Ehrenfeld has also promoted the notion that the United States is vulnerable to attack from an "electromagnetic pulse" (EMP) attack, which proponents—including the Heritage Foundation, the Foundation for Defense of Democracies, and Newt Gingrich—say could be launched by a hostile power exploding a nuclear weapon in the stratosphere over the United States. In a blog post hyping a May 2013 Wall Street Journal op-ed by ACD board member James Woolsey, Ehrenfeld claimed that both North Korea and Iran "present a real threat of an EMP attack. Both rogue states have the technical know-how and, as importantly, their leaderships have shown themselves willing and capable of irrational behavior." Such an attack, she claimed, "will not only devastate the economy, but also cause the death of millions of Americans." A writerfor Foreign Policy subsequently described the EMP scenario as "a wild claim" peddled by a "crowd of cranks and threat inflators."
Presaging the work of conservative scholars like Matthew Levitt, Ehrenfeld has long argued that Islamic radicals and left-wing South American terrorists have close working relations, including in her 1992 book Evil Money. When challenged to prove her claims, however, Ehrenfeld has said that she can't reveal her sources because they are classified, as Michael Massing pointed out in a review of the book for the New York Review of Books and a subsequent exchange of letters. "In Evil Money," he wrote, "Ms. Ehrenfeld makes a series of sensational claims—that Sierra Leone has become 'an international terrorist center,' that BCCI 'cemented the symbiotic relationship between Peruvian terrorists and drug traffickers,' that Abu Nidal trained Shining Path members in urban guerrilla warfare, helping to set up a 'dormant terrorist infrastructure' in the United States. In my review, I noted how little evidence Ms. Ehrenfeld offered to back up these claims."

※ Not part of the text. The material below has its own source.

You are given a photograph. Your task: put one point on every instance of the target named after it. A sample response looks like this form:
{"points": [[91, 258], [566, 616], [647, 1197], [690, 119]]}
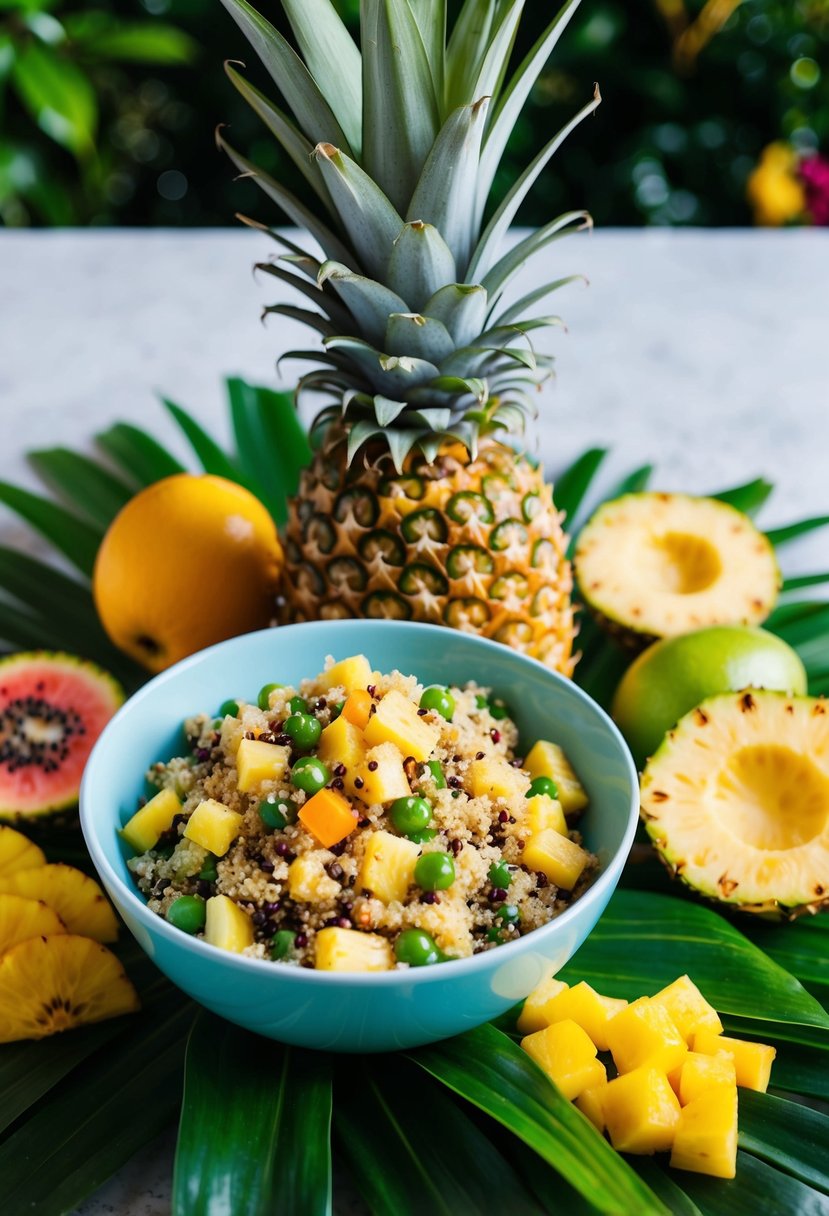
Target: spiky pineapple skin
{"points": [[364, 541]]}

Ehrenfeld, an Israeli-American, is a member of the Committee on the Present Dangerand has a doctorate in criminology from the Hebrew University School of Law. She serves on the International Advisory Council of the Intelligence Summit, which provides a forum for intelligence and military officials interested in "fighting terrorism." Tom McInerney and Paul Vallely, two other Intelligence Summit advisory board members, also sit on ACD's advisory board.
Other ACD fellows have included Economic Warfare Institute director Kenneth D.M. Jensen, former State Department official J. Millard Burr, former IDF intelligence adviser Jonathan Dahoah Halevi, consultant Leslie Lebl, columnist Domagoj Margetic, researcher Ganesh Sahathevan, Playfair Group CEO John Wood, and former Lockheed Martin engineer Robert Zubrin. Its board of directors includes former Attorney General Michael Mukasey, Reagan-era Defense Department official Richard Perle, defense researcher Nicholas Rostow, Tapestry Pharmaceuticals CEO Leonard P. Shaykin, and former CIA director James Woolsey. Alongside McInerney and Vallely, ACD's advisory board has included Jean-Charles Brisard, Kevin D. Freeman, Gal Luft, Harvey Stone, Dmitry Radyshevsky of the Jerusalem Summit, and "Islamophobic" funder Nina Rosenwald, who heads the Gatestone Institute.
In 2011, ACD—which is classified by the IRS as a "recreational" organization—reported roughly $700,000 in net assets.